Après la séance, l’enseignant analyse les résultats. Il est pour cela aider par la plateforme Mizou qui propose une évaluation des échanges. Cette évaluation repose sur la progression des arguments, sur la connaissance de la pièce, mais aussi sur le langage employé par les élèves.

L’enseignant vérifie de son côté la pertinence des arguments évoqués afin de voir s’ils sont en lien avec la pièce. Cela lui permet de voir si les enjeux ont été compris et si les élèves se sont appropriés les notions. Il constate ainsi que certains élèves se sont pleinement emparés de la pièce et ont également essayé d’utiliser le même vocabulaire que celui employé par l’agent conversationnel. Pour d’autres, les échanges ont été moins développés car ils n’ont pas toujours su répondre aux propos.

Exemple d’échanges n°1

Exemple d’échanges n°2

Exemple d’échanges n°3

  • Après la séance en classe

L’enseignant regroupe ensuite les réponses des élèves et constitue de nouveaux groupes afin que les élèves évaluent à leur tour la qualité de l’argumentation de l’IA à partir d’un repérage des arguments évoqués par l’agent conversationnel, les champs lexicaux, les connaissances liées à la pièce.

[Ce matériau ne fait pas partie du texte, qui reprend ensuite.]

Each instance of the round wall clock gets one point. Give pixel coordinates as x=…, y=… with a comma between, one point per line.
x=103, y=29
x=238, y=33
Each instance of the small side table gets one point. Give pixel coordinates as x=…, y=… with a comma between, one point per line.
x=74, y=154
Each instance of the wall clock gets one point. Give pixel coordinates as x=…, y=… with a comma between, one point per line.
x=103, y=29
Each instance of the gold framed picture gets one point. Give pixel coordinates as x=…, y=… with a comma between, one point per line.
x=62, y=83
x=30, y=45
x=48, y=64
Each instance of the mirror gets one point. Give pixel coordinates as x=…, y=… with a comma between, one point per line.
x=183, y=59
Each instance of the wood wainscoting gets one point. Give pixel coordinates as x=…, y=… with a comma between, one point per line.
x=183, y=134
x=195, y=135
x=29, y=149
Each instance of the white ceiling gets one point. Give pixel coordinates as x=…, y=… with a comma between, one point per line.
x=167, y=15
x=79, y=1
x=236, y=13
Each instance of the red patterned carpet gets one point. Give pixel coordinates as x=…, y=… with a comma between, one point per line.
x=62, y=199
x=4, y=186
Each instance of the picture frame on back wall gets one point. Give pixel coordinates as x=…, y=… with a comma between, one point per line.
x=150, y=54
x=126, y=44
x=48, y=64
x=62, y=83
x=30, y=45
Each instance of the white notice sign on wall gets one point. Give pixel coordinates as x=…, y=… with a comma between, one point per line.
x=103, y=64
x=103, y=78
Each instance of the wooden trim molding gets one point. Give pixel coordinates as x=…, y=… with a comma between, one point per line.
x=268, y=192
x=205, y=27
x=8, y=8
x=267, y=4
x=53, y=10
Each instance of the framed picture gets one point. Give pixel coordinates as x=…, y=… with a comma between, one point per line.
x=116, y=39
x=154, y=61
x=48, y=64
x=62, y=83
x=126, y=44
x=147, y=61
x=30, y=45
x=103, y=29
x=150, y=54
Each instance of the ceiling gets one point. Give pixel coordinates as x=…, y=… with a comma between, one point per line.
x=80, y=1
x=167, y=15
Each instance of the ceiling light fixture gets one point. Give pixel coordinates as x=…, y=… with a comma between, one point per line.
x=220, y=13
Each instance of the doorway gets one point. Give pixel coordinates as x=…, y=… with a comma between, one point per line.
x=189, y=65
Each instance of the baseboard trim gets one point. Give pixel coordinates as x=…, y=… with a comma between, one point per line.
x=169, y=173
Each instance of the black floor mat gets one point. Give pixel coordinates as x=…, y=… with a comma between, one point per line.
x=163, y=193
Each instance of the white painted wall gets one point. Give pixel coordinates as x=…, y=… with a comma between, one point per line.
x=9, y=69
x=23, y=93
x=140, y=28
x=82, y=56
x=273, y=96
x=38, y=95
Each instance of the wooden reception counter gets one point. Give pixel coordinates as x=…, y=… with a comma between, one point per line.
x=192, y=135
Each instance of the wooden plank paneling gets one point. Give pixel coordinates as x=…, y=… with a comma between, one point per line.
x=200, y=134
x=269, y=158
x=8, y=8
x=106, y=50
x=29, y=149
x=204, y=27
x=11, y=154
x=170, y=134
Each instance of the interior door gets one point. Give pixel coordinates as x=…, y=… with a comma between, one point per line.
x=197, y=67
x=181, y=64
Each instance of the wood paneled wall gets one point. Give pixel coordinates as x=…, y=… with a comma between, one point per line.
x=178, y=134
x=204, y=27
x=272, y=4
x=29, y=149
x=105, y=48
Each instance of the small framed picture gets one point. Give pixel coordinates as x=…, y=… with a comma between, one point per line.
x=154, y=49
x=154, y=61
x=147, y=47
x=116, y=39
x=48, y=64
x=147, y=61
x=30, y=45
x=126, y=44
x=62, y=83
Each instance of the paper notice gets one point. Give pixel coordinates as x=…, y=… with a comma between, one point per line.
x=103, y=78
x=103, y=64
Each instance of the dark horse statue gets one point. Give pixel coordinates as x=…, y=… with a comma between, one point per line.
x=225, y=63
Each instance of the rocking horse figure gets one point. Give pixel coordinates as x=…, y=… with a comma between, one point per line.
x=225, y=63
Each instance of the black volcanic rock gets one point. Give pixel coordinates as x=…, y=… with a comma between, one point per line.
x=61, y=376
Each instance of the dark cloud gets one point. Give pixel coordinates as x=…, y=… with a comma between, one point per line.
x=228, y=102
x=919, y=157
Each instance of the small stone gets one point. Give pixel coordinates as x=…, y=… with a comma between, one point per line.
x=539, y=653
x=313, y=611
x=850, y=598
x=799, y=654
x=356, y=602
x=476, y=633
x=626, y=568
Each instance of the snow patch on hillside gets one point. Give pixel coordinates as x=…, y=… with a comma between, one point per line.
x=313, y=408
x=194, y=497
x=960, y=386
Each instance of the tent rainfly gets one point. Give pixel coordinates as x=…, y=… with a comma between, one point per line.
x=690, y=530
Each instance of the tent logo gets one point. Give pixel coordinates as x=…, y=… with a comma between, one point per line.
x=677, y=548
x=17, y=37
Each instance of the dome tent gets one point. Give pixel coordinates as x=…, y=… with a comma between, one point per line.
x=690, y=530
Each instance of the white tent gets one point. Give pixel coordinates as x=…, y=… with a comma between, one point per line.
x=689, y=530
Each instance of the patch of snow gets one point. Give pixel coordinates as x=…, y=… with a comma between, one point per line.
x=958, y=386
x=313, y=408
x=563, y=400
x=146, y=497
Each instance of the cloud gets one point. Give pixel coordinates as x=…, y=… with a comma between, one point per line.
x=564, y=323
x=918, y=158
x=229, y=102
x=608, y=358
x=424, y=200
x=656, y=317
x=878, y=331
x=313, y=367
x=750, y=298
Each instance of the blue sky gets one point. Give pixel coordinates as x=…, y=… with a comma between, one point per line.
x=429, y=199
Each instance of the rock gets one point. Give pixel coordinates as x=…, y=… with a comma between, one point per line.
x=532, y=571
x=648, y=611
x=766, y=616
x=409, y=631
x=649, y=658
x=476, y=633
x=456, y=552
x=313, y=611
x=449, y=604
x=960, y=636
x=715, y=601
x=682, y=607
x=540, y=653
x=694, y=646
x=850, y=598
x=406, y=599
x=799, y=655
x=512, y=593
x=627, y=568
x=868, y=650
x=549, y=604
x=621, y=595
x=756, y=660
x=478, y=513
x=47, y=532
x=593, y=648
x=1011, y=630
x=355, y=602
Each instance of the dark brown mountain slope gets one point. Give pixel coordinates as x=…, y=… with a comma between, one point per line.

Le but est ici de leur permettre d’avoir un regard critique sur leur propre argumentation et celle de l’IA.

Les élèves font ensuite une présentation orale de leurs constats et listent les points forts et points faibles de leur production mais aussi de l’agent conversationnel.
Ils ont ainsi tous affirmé qu’Antigone restait fidèle à ses convictions et que la fin de l’échange était attendue car elle ne change pas d‘avis. Ils ont souligné que l’agent conversationnel connaissait bien les liens qui l’unissaient aux autres membres de la pièce : par exemple, lorsqu’ils parlent de la sœur, l’agent conversationnel répond en utilisant le nom d’Ismène. Le langage soutenu est pour eux également une marque qui reprend les codes de la tragédie tout comme les thèmes soulevés.
Cependant, ils ont remarqué que l’argumentation du chatbot-Antigone reposait sur de nombreuses répétitions et sur la présence massive du champ lexical de l’honneur et de la famille. Ainsi, ont-ils remarqué que les arguments se répétaient et ils ont eu l’impression que parfois ils ne répondaient pas directement à leurs propres arguments. Ensuite, ils ont montré que le chatbot-Antigone évoque beaucoup les dieux contrairement à ce que les élèves ont lu dans la pièce de Jean Anouilh.
Et un dysfonctionnement a été signalé : parfois l’agent conversationnel répondait comme s’il s’adressait directement à un des personnages de la pièce et non aux élèves.
Toutes ces remarques montrent le niveau d’engagement des élèves et sont autant de pistes d’amélioration des règles données au départ.

Bilan

Cette activité a permis à l’enseignant de faire un bilan de l’étude de l’œuvre sous une forme différente qui a été perçue comme ludique par les élèves à cause de cette feintise narrative. Le format de l’activité a suscité un réel engagement et a permis de montrer l’état de compréhension de la pièce à l’issue de l’étude. Ainsi chaque groupe a utilisé les arguments qu’auraient pu avoir les personnages de la pièce, en particulier Ismène et Hémon ou encore la nourrice. Les élèves ont eu davantage de difficultés à s’emparer des arguments de Créon.
Sur l’ensemble des 23 binômes, tous se sont engagés dans l’activité en s’appuyant sur leurs connaissances de la pièce. Au regard de l’évalution fournie par Mizou, seuls 3 binômes ont fourni des réponses brèves qui attestent d’une difficulté à comprendre les enjeux de la pièce.
La séance qui a suivi a permis aux élèves de bien prendre conscience des limites de cet agent conversationnel et cela a permis de développer leur regard critique en confrontant leurs arguments et ceux de la pièce. Et en ayant aussi une analyse plus fine fondée sur les procédés d’écriture utilisés par le personnage. Cela a également renforcé leurs connaissances sur le genre de la tragédie.
L’argumentation a donc été ici travaillé à différents niveaux.